1. Bottke CA et al; Orthopedics. 1989 Aug;12(8):1075-9. Diagnosis and treatment of obscure ulnar-sided wrist pain.

2. Tsai PC et al; Bull NYU Hosp Jt Dis. 2009;67(1):90-6. The distal radioulnar joint.

3. Ahn AK et al;Bull NYU Hosp Jt Dis. 2006;64(3-4):114-8. Triangular fibrocartilage complex tears: a review.

4. Green’s operative hand surgery, fifth edition, Distal radioulnar joint instability, blz: 613-616



7. Henry MH; J Am Acad Orthop Surg. 2008 Jun;16(6):320-9. Management of acute triangular fibrocartilage complex injury of the wrist.

8. Ehman EC et al; J Hand Surg Am. 2011 Nov;36(11):1780-4. Subluxation of the distal radioulnar joint as a predictor of foveal triangular fibrocartilage complex tears.

9. Abe Y et al; Hand Surg. 2011;16(2):177-80. Ulnar-sided wrist pain due to isolated disk tear of triangular fibrocartilage complex within the distal radioulnar joint: two case reports.

10. Henry MH; J Am Acad Orthop Surg. 2008 Jun;16(6):320-9. Management of acute triangular fibrocartilage complex injury of the wrist.

Thursday, May 10, 2012

Differential diagnosis of Anatomic (Radial) snuffbox pain: It is not always DeQuervain’s tenosynovitis.

Tendon, Bone & Ligament causes:
1. DeQuervain’s tenosynovitis:
Swelling of tendon of APL (Abductor pollicis longus) & extensor pollicis brevis at lateral wrist near anatomic snuff box.  The primary complaint is radial sided wrist pain that radiates up the forearm with grasping or extension of the thumb.

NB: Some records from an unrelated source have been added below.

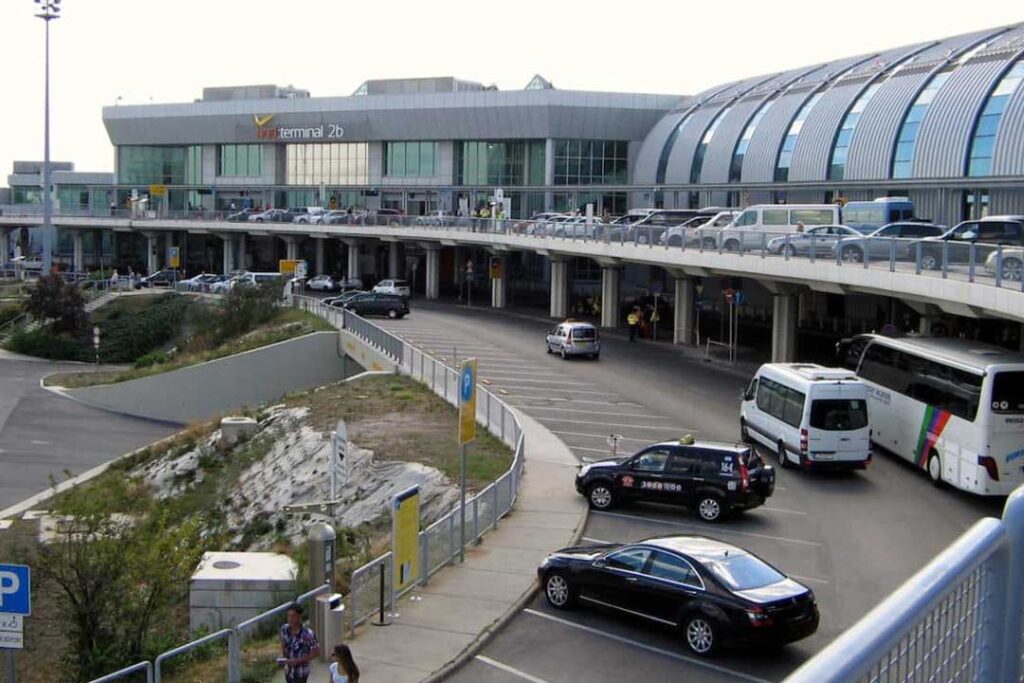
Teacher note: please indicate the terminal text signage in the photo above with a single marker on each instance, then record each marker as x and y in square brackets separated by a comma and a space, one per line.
[323, 131]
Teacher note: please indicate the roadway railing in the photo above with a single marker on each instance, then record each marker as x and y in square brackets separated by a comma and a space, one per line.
[958, 619]
[439, 543]
[968, 258]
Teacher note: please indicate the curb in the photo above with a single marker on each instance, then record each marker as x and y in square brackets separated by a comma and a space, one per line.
[499, 625]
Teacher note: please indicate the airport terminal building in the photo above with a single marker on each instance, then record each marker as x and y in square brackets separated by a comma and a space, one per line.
[941, 122]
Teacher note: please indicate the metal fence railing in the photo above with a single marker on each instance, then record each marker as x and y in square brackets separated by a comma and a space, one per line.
[958, 619]
[993, 261]
[439, 542]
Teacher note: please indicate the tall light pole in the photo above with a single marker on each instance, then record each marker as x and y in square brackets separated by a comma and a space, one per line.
[48, 10]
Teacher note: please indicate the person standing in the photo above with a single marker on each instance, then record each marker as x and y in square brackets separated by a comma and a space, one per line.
[298, 646]
[343, 670]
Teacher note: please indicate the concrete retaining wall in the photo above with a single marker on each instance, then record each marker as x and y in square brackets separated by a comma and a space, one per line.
[226, 384]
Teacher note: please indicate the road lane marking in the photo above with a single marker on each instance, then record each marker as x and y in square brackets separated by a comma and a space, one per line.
[644, 646]
[509, 670]
[704, 527]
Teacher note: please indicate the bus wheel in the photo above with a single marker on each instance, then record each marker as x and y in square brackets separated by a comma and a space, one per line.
[935, 468]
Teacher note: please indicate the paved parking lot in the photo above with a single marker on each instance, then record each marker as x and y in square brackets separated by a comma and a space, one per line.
[43, 434]
[851, 538]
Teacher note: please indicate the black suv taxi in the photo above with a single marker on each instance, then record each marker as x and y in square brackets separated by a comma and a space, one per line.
[713, 478]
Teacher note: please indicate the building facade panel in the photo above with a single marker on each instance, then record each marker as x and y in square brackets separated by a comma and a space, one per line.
[945, 132]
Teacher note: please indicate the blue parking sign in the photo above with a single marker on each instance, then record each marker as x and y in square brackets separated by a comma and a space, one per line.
[15, 590]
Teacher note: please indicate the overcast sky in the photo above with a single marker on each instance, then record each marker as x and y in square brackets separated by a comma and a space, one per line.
[166, 51]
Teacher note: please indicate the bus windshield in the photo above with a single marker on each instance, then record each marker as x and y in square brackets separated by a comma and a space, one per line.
[1008, 392]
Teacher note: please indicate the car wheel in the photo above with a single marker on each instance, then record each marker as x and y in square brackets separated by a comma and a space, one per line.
[558, 591]
[935, 469]
[852, 255]
[700, 634]
[710, 507]
[931, 261]
[600, 497]
[783, 460]
[1013, 269]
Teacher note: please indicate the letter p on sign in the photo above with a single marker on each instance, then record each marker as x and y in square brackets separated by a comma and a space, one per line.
[15, 590]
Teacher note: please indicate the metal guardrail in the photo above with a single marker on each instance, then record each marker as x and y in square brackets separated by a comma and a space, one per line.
[958, 619]
[439, 542]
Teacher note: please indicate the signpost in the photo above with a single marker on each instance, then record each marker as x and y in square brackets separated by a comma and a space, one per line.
[467, 432]
[406, 540]
[15, 603]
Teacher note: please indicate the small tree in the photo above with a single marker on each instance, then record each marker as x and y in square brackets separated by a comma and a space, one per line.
[53, 300]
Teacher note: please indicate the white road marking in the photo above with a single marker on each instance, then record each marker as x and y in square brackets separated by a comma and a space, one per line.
[704, 527]
[645, 646]
[504, 667]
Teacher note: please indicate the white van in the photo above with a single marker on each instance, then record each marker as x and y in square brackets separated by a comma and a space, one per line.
[809, 415]
[759, 223]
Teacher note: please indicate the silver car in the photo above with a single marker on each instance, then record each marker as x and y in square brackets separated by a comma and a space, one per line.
[818, 240]
[572, 338]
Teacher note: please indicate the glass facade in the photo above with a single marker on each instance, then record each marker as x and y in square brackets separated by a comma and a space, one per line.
[983, 140]
[411, 160]
[697, 165]
[902, 166]
[240, 161]
[837, 167]
[491, 163]
[144, 165]
[736, 164]
[329, 164]
[591, 162]
[790, 143]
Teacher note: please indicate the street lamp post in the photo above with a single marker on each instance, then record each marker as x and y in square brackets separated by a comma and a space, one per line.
[48, 10]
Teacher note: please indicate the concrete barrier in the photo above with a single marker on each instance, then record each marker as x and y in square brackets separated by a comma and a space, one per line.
[226, 384]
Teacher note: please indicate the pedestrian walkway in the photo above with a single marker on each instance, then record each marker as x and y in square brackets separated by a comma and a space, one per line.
[439, 625]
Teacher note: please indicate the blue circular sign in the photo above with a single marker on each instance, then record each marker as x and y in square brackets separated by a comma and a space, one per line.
[467, 383]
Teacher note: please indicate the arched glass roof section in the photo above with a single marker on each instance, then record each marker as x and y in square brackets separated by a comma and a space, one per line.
[979, 161]
[697, 164]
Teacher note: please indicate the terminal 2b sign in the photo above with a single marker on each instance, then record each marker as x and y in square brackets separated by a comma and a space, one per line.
[322, 131]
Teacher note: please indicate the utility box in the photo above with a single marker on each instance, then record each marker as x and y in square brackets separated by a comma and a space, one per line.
[228, 588]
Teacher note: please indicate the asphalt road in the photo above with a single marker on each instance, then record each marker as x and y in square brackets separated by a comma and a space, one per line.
[43, 434]
[852, 538]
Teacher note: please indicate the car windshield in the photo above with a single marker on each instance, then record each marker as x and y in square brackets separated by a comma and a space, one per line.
[839, 414]
[742, 572]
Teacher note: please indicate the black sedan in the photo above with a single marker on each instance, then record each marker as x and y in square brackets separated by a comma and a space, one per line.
[713, 592]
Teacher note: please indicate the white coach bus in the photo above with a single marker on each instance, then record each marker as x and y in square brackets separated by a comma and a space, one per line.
[953, 407]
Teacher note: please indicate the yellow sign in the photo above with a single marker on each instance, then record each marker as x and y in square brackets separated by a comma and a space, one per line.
[467, 401]
[406, 538]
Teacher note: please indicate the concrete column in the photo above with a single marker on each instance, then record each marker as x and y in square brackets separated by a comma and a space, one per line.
[228, 264]
[609, 297]
[500, 285]
[783, 328]
[153, 254]
[352, 251]
[684, 312]
[559, 288]
[240, 256]
[4, 245]
[433, 272]
[392, 260]
[79, 243]
[320, 256]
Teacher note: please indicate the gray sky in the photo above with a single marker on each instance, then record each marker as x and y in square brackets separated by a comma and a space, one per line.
[168, 50]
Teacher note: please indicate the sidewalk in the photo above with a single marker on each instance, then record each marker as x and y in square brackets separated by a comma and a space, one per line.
[464, 604]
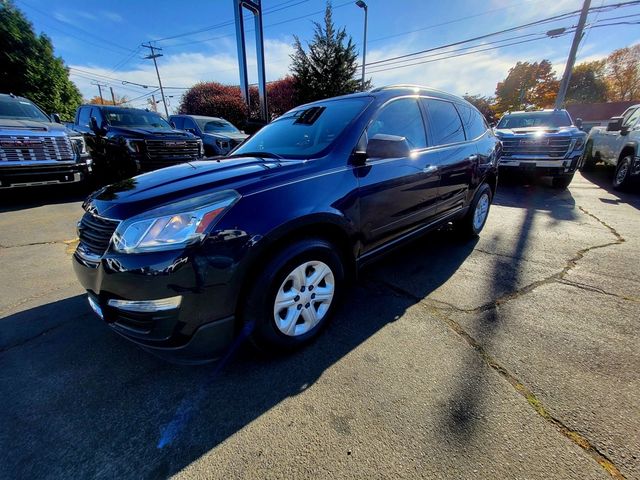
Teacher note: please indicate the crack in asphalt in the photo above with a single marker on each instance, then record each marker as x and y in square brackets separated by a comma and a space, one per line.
[573, 435]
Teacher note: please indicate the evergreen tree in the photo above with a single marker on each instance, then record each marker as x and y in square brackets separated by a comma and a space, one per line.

The pain has been described as a “constant aching, burning, pulling sensation." Pain is often aggravated by repetitive lifting, gripping, or twisting motions of the hand. Swelling in the anatomical snuff box, tenderness at the radial styloid process, decreased CMC abduction ROM of the 1st digit, palpable thickening of the extensor sheaths of the 1st dorsal compartment and crepitus of the tendons moving from the extensor sheath may be found upon examination. Other possible findings include weakness and paresthesia in the hand. Finkelstein’s diagnostic test will present positive provoking the patient’s symptoms.

If left untreated, the inflammation and progressive narrowing (stenosis) can cause scarring that further limits thumb motion.

 2. Carpal Instabilities:
Altered biomechanics of the wrist may produce pain. Scapholunate disassociation, scapho-trapezio-trapezoidal joint degeneratioin, and lunatotriquetral dissociation could all present with radial sided wrist pain.

3. Scaphoid Fracture
A scaphoid fracture commonly present with radial sided wrist pain, tenderness and possible swelling in the anatomical snuff box, and limited ROM with pain especially at end ranges.

4. Osteoarthritis of the 1st CMC
Osteoarthritis of the 1st CMC typically occurs in individuals greater than 50 years old, and will most frequently present with morning stiffness of the 1st CMC joint, a general decrease in ROM of the joint, tenderness along the joint line, and a positive grind test.

Neural Causes:

1. Cheiralgia paresthetica:
Cheiralgia paresthetica is commonly referred to as handcuff neuropathy. It is a neuropathy of the hand generally caused by compression or trauma to the superficial branch of the radial nerve.

The area affected is typically on the back or side of the hand at the base of the thumb, near the anatomical snuffbox, but may extend up the back of the thumb and index finger and across the back of the hand. /S includesnumbness, tingling, burning or pain. Since the nerve branch is sensory there is no motor impairment.

Differentiating point: It may be distinguished from de Quervain syndrome because it is not dependent on motion of the hand or fingers.

2. C6 Cervical Radiculopahy:
Compression on a spinal nerve root can cause sensory disturbances, myotomal weakness, and diminished reflexes throughout the root's distribution. The dermatomal key point for the C6 nerve root is the radial aspect of the 2nd metacarpal and index finger which is close to the area of pain experienced with De Quervain’s. Since a radiculopathy can present much like De Quervain’s a thorough screen of the cervical spine is necessary.